Finding my purpose through unexpected place

by Courtney Ortega, staff writer 

 

When life leads you in unlikely directions

I used to think that the best way one could go through life was to always have a plan.

Plans are security, and they keep us on track. I used to think this was true, that is, until my life led me here.

As I have written before, this time last year I had been accepted to Texas Christian University, and my mind was far from South Plains College. I admit that I, like others, had given SPC a pretty bad rap. So when my parents decided it would be more cost efficient for me to start off there, I nearly died, literally. Or at least at the time I felt like it.

Then I came here, and life went on. And I realized that my parents were right. SPC was the best decision I could have ever made. It has helped me to mature not just intellectually, but mentally. It has set me on the track to become the woman I know I’ve always been meant to become. Along the way, I have met some of those amazing people who have impacted my life in more ways than any of them could have ever known. 

To my roommate and good friend Courtney, I doubt on our first meeting we realized the bond that we would share. It amazes me how two people can be so different, yet have so many things in common too. I have never doubted your commitment and excellence to your craft, and you are one of the few on the staff of the Plainsman Press that I can say I truly respect and look up to.

Brenda, Britni, Box, Brant, and Beka, other than the fact that I just realized each one of your name starts with a B, you have each been such a wonderful friend to me. I think about how having not come here would have meant not meeting each one of you, and I am glad about the way things have turned out.

For those who do not know, the staff of the Plainsman Press is made up of a bunch of crazies. Yes, I said crazy, as in we all are just one big mesh of different beliefs, cultures, values, morals, etc... We push each other’s buttons, and it is those emotions that push us to make the best newspaper we can.

It is no wonder that a large part of my thanks goes to one man who, somehow, I’m still not sure how, can have a handle on all that crazy. Charlie is the reason why people become teachers, to hope to have the impact on the lives of their students like he has. Charlie is the reason why people come into the field of journalism to pursue their dreams. This man lives his dream, and you know, as one of his students, that your successes are his successes as well. Charlie is the parent with the advice you never wanted, but you know you always needed. And I thank him for that.      

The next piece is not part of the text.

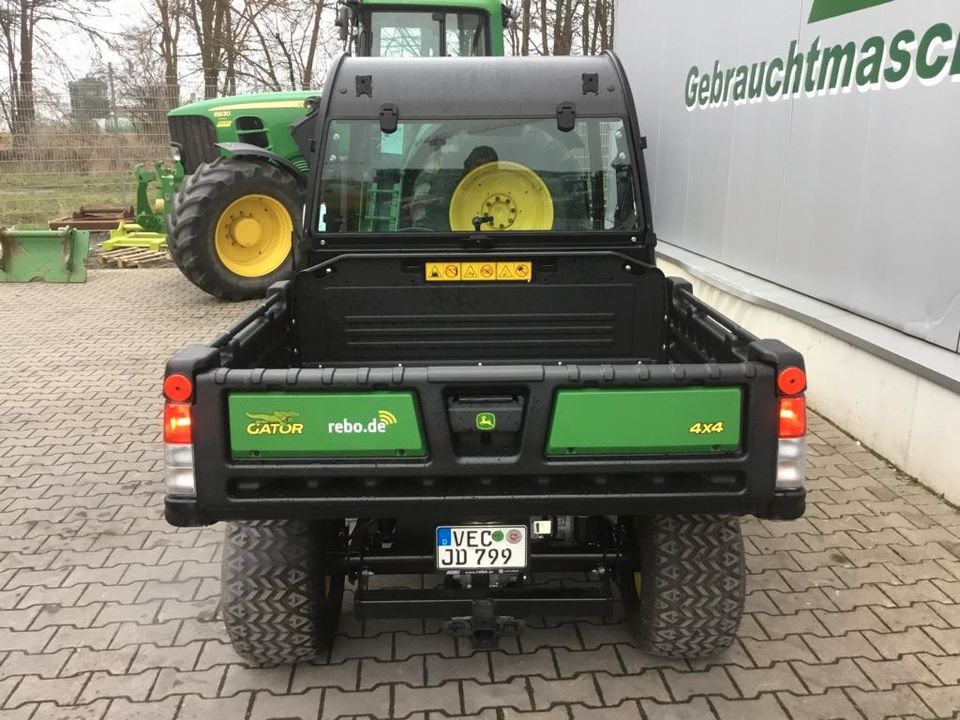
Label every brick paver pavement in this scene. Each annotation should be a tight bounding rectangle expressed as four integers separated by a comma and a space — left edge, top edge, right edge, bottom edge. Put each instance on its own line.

In retrospect, this past year has been the best unexpected obstacle of my life. I have grown so much from the person I was just one year ago. I believe God doesn’t give you anything he knows you cannot handle, and it inevitably taught me that all things really do happen for a reason. Sure, my life has not taken the route that I expected it to. Instead, it took a detour that led me to a place I’m glad that I did not have to miss out on.

My only regret, if any, is that I wish I had known then what I know now, so that I could have had the chance to soak up even more of the college than I got to this past year. This is an amazing institution, and the faculty is one of the best. I have been honored to have had some of the best professors this past year, without whom this could have been the worst year instead of the best year of my life. To the campus built on dreams preceding realities, you have done so in helping my dream of becoming a journalist come true.

So as this school year closes, I leave you with this last little bit. I love to write, and nothing gives me greater pleasure than to give a voice to the stories of other people, a voice for those who have no voice or outlet to let it be heard.

I have found my purpose in feature writing, and I am so thankful to have done so at such a young age. And that is why I can offer my sincerest gratitude to the faculty and staff of South Plains, for helping me to nurture that purpose. To those I leave behind, I only hope that you may one day find, if you have not already, your calling in life.